A few further observations can be made here:
1) There are many cognate, related, or “adjacent” terms that could be proposed in place of one or more of these four terms, but each suffers some deficiencies of its own.
- For “market” there is of course “the economy.” Above, I use both, but I find the the former to be more embracing.
- For “the state,” there is “government,” “governance,” “law,” “institutions,” “empire” (in Hardt and Negri’s sense), “society,” and much else. The strength of using “state” is that it denotes a certain historical development with an identifiable provenance, and that its institutions are fairly clearly distinguishable from the informal networks and relations that constitute the next category.
- For “people,” one could substitute “culture” (but that’s too broad, diffuse, and anthropological), “ethnos” (too Greek), “civil society” (too specific, its meaning derived mostly from its relation to “the state”), or simply “society” (too abstract and diffuse, and potentially too overlapping with “state”). “People” captures the positive sense in which the term is often employed — as “the people,” which is more than mere “society” (or the “masses”) in its sense of affiliation and political agency. (Examples of this use can be found in phrases like “the people will rise up,” “government of, by, and for the people,” and so on.) Arguably, these uses are products of a later stage, but they are understandable in terms of the earlier, pre-state stages. In any case, “the people” is always a work in progress, negotiated through the messiness of everyday social relations.
- And for “land,” one might propose “environment” (which is either too anthropocentic, if it’s meant to refer to “the environment” that surrounds humans, or too diffuse and localized if it refers to the environment of any single organism), “ecology” (too scientific, and therefore not historically deeply rooted), “nature” (too abstract and diffuse), or “the earth/Earth.” Arguably, the latter works, but when capitalized it suggests something more planetary in scale, and when not capitalized it suggests something more like “ground” or “soil” than the more geo-territorial and “scaped” feel of what is implied by “land”
As a simple formula, then, “market,” “state,” “people,” and “land” may not be bad.
2) If we take seriously the principle that being lower-on-the-totem-pole equates with being more fundamental and therefore more real, then it follows that the higher ones are more expendable. It’s quite possible to imagine times and places where humans have lived fulfilling lives without anything like a “state” or a “market.” It’s less easy to think of such situations where there wasn’t some understanding of “the people” or “the land” — though one could argue that we live today without a widespread understanding of the Land. The argument is, however, that markets and states are not essential — that they may one day (again) go away — but that the Land ultimately is essential, so that no matter how eclipsed it becomes, it can be expected to eventually reassert itself. The question for the long term is whether “people” will continue to assert itself.
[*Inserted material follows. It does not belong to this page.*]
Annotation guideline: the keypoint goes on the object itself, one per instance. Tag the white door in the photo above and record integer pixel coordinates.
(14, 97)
This also suggests that State and Market are not the necessary follow-ups in a universal sequence. They are one sequence, but we could be talking about others, such as “Land–Village–City–Nation–Globe” or “Land–People–Technological Systems” or something else. Many other things have been built on the same foundations of Land and (perhaps) People.
In current conditions, however, insofar as humanity is moving toward a complex and global civilization (I’m being optimistic here), some form of Market and of State seem indispensable. They may be historically posterior to “the People”, but they are also significant and complex achievements, whose virtues, faults, and variations are worth debating. So the four-term model is useful for current and anticipatory purposes.
3) Since this model privileges Land above all others, and People over State and Market, one could ask what the value is of distinguishing the latter three (People, State, Market) when compared to simpler dyads like “Nature and Society,” “coupled human-natural systems,” or “social-ecological systems” (the latter two have become commonplace in interdisciplinary fields like “sustainability science“, environmental sociology, and their cognates). The latter dyads are arguably clearer at delineating what’s really at stake — i.e., the relationship between human social systems (as inclusive of all the things that make up the People, the State, the Market, and more) and the natural world.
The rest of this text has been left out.